Vu le climat ambiant, entre canicules et menace nucléaire, savoir où planquer sa tribu devient un vrai atout. Bonne nouvelle : avec 8000 cavités recensées, l’Isère a de quoi rassurer. Pour savoir si la vie troglodytique pouvait nous convenir, on a emmené la famille sous terre, version spéléo.
/ Par Jérémy Tronc
Tout proche de Grenoble, un sommet est particulièrement convoité par les spéléologues du monde entier : la Dent de Crolles. Ses quelque 70 kilomètres de galeries, sculptées par l’eau au fil des millénaires, autorisent toutes les fantaisies souterraines : marche dans de vastes halls, traversées horizontales, verticales, ramping, longs rappels, exploration de deux heures ou de plusieurs jours… Un labyrinthe exceptionnel pour les spécialistes mais aussi pour les familles curieuses de vivre une expérience forte et originale.
Pour s’y frotter, nous avons appelé Cyrille Mathon. Guide passionné, la Dent de Crolles est son terrain de jeu privilégié. Alors quand on lui dit que l’on recherche une sortie familiale, il y a du répondant. « La Dent de Crolles propose plein d’options pour les familles, dès 6 ans, de la simple marche dans une grotte immense à des parcours plus techniques, avec ou sans corde. Par exemple, on peut aller jusqu’à la salle des Douches par le trou du Glaz. Cette exploration de 3 à 4 h propose des passages techniques mais jamais trop durs et un final spectaculaire. »
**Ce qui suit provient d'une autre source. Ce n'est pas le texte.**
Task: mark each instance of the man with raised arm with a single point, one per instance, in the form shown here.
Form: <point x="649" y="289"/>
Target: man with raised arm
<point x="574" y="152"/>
En général, les sorties débutent sous le col du Coq, avec une montée dans l’alpage des Ayes d’1 h à 1 h 30, avec tout le barda des spéléologues : casque et frontale, combinaison, baudrier et cordes selon la sortie. On comprend alors qu’on part pour une vraie immersion. Pour des explorations familiales, trois entrées principales sont identifiées : le trou du Glaz, dans la face ouest de la Dent, la grotte Annette et la grotte Chevalier à l’est.
Halte aux clichés
Une sortie débute par un temps d’équipement et de consignes. Puis c’est le moment d’explorer. Et on s’aperçoit très vite que les galeries ne sont pas aussi oppressantes qu’on l’imaginait. « Il y a plein de peurs et de clichés liés à la spéléo, explique Cyrille. Mais la plupart du temps, on progresse debout, et les volumes sont bien plus grands qu’on ne l’imagine. » La grotte Chevalier, par exemple, déroule 800 mètres de progression dans une salle aux allures presque cathédralesques. C’est la plus accessible malgré son entrée plutôt étroite.
Dans le trou du Glaz ou la grotte Annette, les passages se font plus techniques : on rampe, on se contorsionne, on se glisse entre les dalles inclinées. À ce jeu, les enfants sont plus habiles et véloces que les adultes. Les étroitures, forcément redoutées, se franchissent plus sereinement avec le guide qui ouvre la voie.
Au fil des pas et des passages aux noms insolites – puits de la Gnôle, passage de l’Escargot, salle des Douches –, on découvre un monde minéral fascinant. Les lampes dévoilent concrétions, stalactites, cascades souterraines et parois sculptées, comme dans les grottes touristiques mais avec le frisson de l’exploration. Moment fort de la sortie : l’extinction volontaire des lampes. Le noir est total, l’ouïe en alerte, l’imaginaire en roue libre, inquiétant ou apaisant selon les sensibilités.
Quand on ressort après plusieurs heures sous terre, le contraste est saisissant. On a l’impression d’avoir voyagé très loin. L’expérience physique, mentale et sensorielle réveille le goût de l’aventure chez petits et grands et donne envie de replonger.
ATTENTION : le milieu souterrain est un milieu à risque nécessitant un matériel spécifique. L’exploration des grottes, dont celles citées dans l’article, doit être entreprise accompagné par un guide spécialisé.